Tarkovski no acostumbraba a usar una cámara de fotos. Mientras se encontraba en Italia rodando el documental para la RAI, Tempo di Viaggio, que acompaña la búsqueda de localizaciones para Nostalgia (1983) cuyo guión había escrito con Tonino Guerra, apunta en su diario el 14 de agosto de 1979: Hemos telefoneado a [Luciano] Tovoli -director de fotografía del documental- para pedirle que me compre una Polaroid. (...) Quisiera tomar alguna fotografía desde mi ventana en diferentes horas del día. El paisaje matutino, al alba...
El hijo del cineasta, Andrej A. Tarkovski, custodio del legado de su padre, cuenta que a principios de los ochenta, Tonino Guerra, le regaló una polaroid que luego su padre se llevó a Rusia "para capturar algunas imágenes del campo ruso, de su casa y de la familia, para poder utilizarlas después en la preparación de la película. En realidad, estas fotografías se convirtieron en el único vestigio tangible de los recuerdos de su tierra, cuando, al final de la realización de Nostalgia, decide permanecer exiliado en Italia".
Las polaroids de Tarkovski nos trasportan al tiempo de la herida, de un exilio presentido, de una pérdida ireparable, de una nostalgia que era, a la vez, huella y adviento. Amaba tanto su país que no podía imaginar vivir en el extranjero mucho tiempo, y no lo imaginaba cuando ya sabía que nunca volvería a casa. Durante una entrevista -modélica en su íntima sencillez- de Donatella Baglivo realizada en Italia, junto a un río y entre los árboles, y titulada Un poeta en el cine, le pregunta dónde le gustaría vivir, y duele y encoge el corazón la triste sonrisa de Tarkovski que apenas acierta a musitar: No lo sé.

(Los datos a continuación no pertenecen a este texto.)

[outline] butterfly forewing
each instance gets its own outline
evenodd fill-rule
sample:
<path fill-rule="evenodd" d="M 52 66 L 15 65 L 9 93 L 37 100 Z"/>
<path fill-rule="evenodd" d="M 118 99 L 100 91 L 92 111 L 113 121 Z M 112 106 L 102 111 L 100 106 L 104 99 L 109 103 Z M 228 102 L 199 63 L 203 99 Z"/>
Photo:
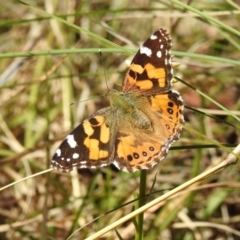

Las pequeñas fotografías documentan el dolor de quien se apresta a enterrar la infancia que ha alimentado su cine durante toda la vida, como ya se había dolido de enterrarla cuando acabó de rodar El espejo (1975): Es la verdadera historia de mi familia, confesará. De hecho, me resultó muy difícil realizar el montaje. Cada episodio de la película contiene tanta carga de dramatismo en cada escena que lo pasé muy mal durante el montaje. Porque Tarkovski fue un cineasta cautivo de una imagen de infancia, como Chris Marker o Anna Ajmatova, que se aferraba a la infancia perdida como quien abraza un árbol o se refugia en la casa natal como en un claustro materno.
Un árbol junto a un cercado de madera curtido por el tiempo o junto a la casa familiar en Mjasnoe, o entreverado por lienzos de niebla, al alba. Una ventana, una puerta. Una mujer -Larissa- que espera, o pasea en un jardín. Un perro, un gato. Un niño -su hijo- junto a un río. Un vaso de cristal, atravesado por la luz, con unas flores. Un espejo.
Cómo no imaginar a Andrei Tarkovski apretando el disparador de la polaroid, tomando la foto recién nacida en la mano, aguardando a que la imagen se revelara y cuajara con manchas casi pictóricas, y contemplando la pequeña fotografía como la promesa de un fotograma futuro, o como el momento de un sueño preservado por la fotoquímica, o como una esquirla en el taller de un escultor del tiempo. Cómo no imaginarlo instantes después ensimismado como se le ve entre plano y plano en las imágenes que se conservan del rodaje de sus películas. Cómo no contemplar las polaroids de Tarkovski como reliquias de la obra de un cineasta que era capaz de ahogar a sus actores y actrices con mil detalles acerca de los personajes que encarnaban pero que, a la hora de rodar, les pedía encerrar todo ese mundo y envolverlo en el mayor de los secretos, y sólo quería lo mínimo, lo específico, lo esencial que le permitiera hacer pie a la imaginación del espectador. Como estas fotografías en las que nuestra imaginación ubica en el curso de un filme que ocurre en la mente de Tarkovski y haciendo pie en ellas fantasea con un antes y presiente un después.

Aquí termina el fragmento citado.